Smithville’s High School football team helped town pull off ultimate comeback in the wake of 2011 EF-5 tornado

SMITHVILLE, Miss. (WCBI) – 10 years ago, Bubba Tacker could barely recognize the football field that he had called home for so long as both player and head coach of the Smithville Seminoles.

“Everything was just gone,” he said, trying to find the words to describe that day. 

200 yards away and just in sight of the current football field, there are still piles of debris that the EF-5 tornado left in its wake in 2011. 

“Football is just one part of those things that just brought life to the community,” said Turner Sanderson, who was one of the top running backs for the Seminoles heading into the 2011 season and his junior year. “People gathered, people celebrated, there was success, there were failures.”

In just 10 seconds it was all gone.

But it wouldn’t stay that way.

“Smithville kids are tough and they always have been,” Tacker said. “And there’s something about them.”

To rebuild their town, they had to rebuild the football field.

“Everybody was just setting out down on the field with five-gallon buckets picking up rocks, glass, nails, you name it,” Tacker said. 

Just months after the tornado wiped it out, the Seminoles were back on their home field. Sanderson says he can’t remember who they played that first game, he just remembers how they got there.

“There wasn’t a school around, there wasn’t a rival or an enemy around per se, that didn’t offer us nearly the jersey off their back,” he said. 

One of the school’s greatest gifts came from the Hatley Tigers.

“Hatley kids are brought up to beat Smithville and Smithville is brought up to beat Hatley,” Tacker said, summing up their rivalry. 

The storm displaced all students in Smithville. For the kindergarten through 6th graders, it meant the unthinkable: attending school at Hatley.

“The Hatley staff, of course, they had banners up,” Tacker said, barely holding back tears. “I think they were all dressed in (Smithville) maroon and white just to take care of those kids.”

It was a season of goodwill that they will never forget.

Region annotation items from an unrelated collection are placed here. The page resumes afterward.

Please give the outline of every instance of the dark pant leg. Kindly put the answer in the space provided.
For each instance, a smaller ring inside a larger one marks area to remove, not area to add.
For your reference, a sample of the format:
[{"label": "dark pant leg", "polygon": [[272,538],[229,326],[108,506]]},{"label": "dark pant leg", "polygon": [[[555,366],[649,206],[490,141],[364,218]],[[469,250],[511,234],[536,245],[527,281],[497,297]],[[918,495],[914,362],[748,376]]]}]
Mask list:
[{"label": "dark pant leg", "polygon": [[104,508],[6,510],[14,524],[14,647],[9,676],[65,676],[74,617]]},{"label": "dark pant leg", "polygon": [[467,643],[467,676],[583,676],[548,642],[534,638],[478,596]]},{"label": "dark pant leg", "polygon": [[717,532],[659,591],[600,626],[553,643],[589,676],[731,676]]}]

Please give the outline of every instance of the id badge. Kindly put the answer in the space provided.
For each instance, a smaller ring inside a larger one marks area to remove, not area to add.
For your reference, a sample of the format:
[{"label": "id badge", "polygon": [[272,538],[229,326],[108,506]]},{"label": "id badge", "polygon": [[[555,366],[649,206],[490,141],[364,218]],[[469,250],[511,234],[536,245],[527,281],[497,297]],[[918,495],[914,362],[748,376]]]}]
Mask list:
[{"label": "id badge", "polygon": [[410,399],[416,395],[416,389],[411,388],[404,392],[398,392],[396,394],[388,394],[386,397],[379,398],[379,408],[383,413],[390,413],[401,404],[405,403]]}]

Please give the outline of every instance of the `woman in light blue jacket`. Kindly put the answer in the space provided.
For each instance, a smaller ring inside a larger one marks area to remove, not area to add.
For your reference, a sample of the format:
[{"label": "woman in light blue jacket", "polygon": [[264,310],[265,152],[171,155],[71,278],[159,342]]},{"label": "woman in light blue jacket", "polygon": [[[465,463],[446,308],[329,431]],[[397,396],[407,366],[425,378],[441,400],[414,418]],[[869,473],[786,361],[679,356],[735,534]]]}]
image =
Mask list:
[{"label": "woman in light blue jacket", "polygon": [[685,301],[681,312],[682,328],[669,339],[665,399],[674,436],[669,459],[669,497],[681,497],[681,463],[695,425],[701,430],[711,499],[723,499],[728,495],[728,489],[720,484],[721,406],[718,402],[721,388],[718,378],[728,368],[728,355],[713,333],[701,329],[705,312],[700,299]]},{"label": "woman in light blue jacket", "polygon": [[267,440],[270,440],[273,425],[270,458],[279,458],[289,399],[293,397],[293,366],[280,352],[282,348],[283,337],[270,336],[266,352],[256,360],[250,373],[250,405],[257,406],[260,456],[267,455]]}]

“It meant a lot that there wasn’t a missed season or there wasn’t a missed game,” Sanderson said. “We have achieved something. We are rebuilding here as a community as a whole. That’s something to smile about.” 

In the days just after the tornado, Tacker remembers something else that made him smile. The coach says he got a call from an elderly woman in Treemont.

“She told me she had something in her yard that belonged to us and was sure we needed it back,” he recalled. “Said it was our scoreboard off the football field.”

“It was kind of bent up a little bit,” he added after a brief pause.  

But still there.

Just like the team. Just like the town.

“They knew what they accomplished,” Tacker said of his 2011 team. “They didn’t have to be told, they didn’t have to be celebrated, they knew what they accomplished. They carried on.”